Iterating

There are lots of ways to iterate: apply functions, map function, and for loops are among the most popular. We’re going to walk through two ways: for loops, first to discuss the logic of iteration, then the apply function, for speed and smoother coding.

So, what we’re trying to do is NOT this:

patent77_1 <- process_patents(filepath = "~/Box/d-rug/data/uspto_1977_1.csv")
patent77_2 <- process_patents(filepath = "~/Box/d-rug/data/uspto_1977_2.csv")
patent77_3 <- process_patents(filepath = "~/Box/d-rug/data/uspto_1977_3.csv")
patent77_4 <- process_patents(filepath = "~/Box/d-rug/data/uspto_1977_4.csv")
# And so on...
patents <- rbind(patent77_1, patent77_2, patent77_3, patent77_4)

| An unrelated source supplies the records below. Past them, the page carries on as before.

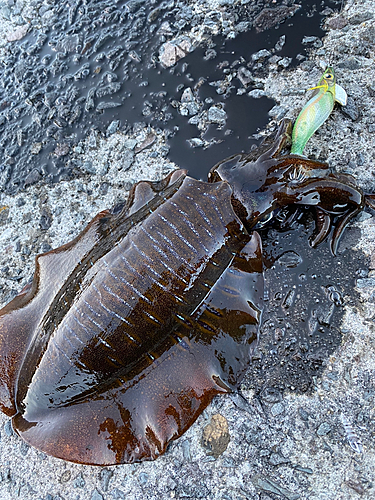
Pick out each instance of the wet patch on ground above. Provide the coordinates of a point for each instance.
(306, 290)
(96, 66)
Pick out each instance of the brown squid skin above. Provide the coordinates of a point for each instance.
(128, 332)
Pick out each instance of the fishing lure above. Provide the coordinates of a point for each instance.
(317, 110)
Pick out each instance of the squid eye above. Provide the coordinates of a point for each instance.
(262, 222)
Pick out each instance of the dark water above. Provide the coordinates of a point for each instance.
(98, 62)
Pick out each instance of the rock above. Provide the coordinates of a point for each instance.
(216, 115)
(216, 435)
(18, 33)
(173, 51)
(351, 109)
(270, 17)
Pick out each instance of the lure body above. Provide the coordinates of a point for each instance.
(317, 110)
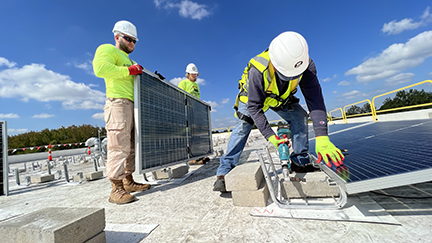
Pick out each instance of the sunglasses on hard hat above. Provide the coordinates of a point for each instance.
(285, 78)
(128, 39)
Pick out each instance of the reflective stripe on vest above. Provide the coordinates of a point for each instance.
(273, 99)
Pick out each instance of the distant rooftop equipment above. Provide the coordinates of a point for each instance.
(4, 186)
(171, 125)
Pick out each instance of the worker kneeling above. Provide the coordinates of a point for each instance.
(270, 81)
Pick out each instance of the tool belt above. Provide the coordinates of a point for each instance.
(243, 117)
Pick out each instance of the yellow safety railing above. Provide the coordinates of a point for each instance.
(399, 108)
(346, 117)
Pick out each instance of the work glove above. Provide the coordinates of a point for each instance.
(325, 150)
(160, 75)
(275, 140)
(135, 69)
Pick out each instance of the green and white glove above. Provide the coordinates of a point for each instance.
(326, 149)
(275, 140)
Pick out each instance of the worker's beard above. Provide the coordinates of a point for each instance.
(124, 47)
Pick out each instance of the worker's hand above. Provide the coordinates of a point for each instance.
(135, 69)
(160, 75)
(325, 150)
(275, 140)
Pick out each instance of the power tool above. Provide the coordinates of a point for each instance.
(283, 149)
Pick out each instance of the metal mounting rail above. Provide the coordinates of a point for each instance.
(274, 185)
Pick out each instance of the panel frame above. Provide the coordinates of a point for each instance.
(138, 128)
(384, 182)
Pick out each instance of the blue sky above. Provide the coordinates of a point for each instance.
(361, 49)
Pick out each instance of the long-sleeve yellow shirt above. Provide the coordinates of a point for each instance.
(112, 64)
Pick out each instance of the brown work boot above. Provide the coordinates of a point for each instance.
(119, 194)
(131, 186)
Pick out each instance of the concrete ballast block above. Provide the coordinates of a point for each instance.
(40, 179)
(89, 176)
(312, 184)
(177, 171)
(256, 198)
(244, 177)
(54, 225)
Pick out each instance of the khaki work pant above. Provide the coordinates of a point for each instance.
(119, 119)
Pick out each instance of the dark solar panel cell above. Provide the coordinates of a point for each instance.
(382, 150)
(164, 116)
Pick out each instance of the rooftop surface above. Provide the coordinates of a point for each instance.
(187, 210)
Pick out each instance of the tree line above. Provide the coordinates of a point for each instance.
(64, 135)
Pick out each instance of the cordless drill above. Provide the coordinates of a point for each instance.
(283, 149)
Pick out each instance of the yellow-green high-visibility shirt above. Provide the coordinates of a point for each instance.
(112, 64)
(190, 87)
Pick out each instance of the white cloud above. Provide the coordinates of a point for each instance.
(344, 83)
(187, 9)
(16, 131)
(400, 79)
(5, 62)
(212, 104)
(99, 116)
(43, 115)
(225, 101)
(395, 59)
(86, 66)
(328, 79)
(396, 27)
(8, 116)
(35, 82)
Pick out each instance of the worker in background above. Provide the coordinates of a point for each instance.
(114, 65)
(190, 85)
(270, 81)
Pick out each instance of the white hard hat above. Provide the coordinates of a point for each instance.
(125, 27)
(191, 68)
(289, 54)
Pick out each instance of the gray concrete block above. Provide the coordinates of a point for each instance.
(89, 176)
(40, 179)
(244, 177)
(177, 171)
(99, 238)
(312, 184)
(54, 225)
(256, 198)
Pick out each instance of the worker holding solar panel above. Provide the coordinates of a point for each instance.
(114, 65)
(270, 81)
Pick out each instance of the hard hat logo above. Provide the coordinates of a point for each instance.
(192, 68)
(298, 64)
(125, 27)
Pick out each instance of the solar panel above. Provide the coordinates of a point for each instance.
(382, 154)
(171, 125)
(3, 159)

So again, what is it here that changes every time? The filepath. This makes it an easy candidate for looping through, were each loop inputs a new filepath.

The key here is understanding the use of the index, i, and how it relates to the function you want to run. In this case, we want to run through the loop 52 times, each time printing a new filepath. So here is the basic logic of the loop.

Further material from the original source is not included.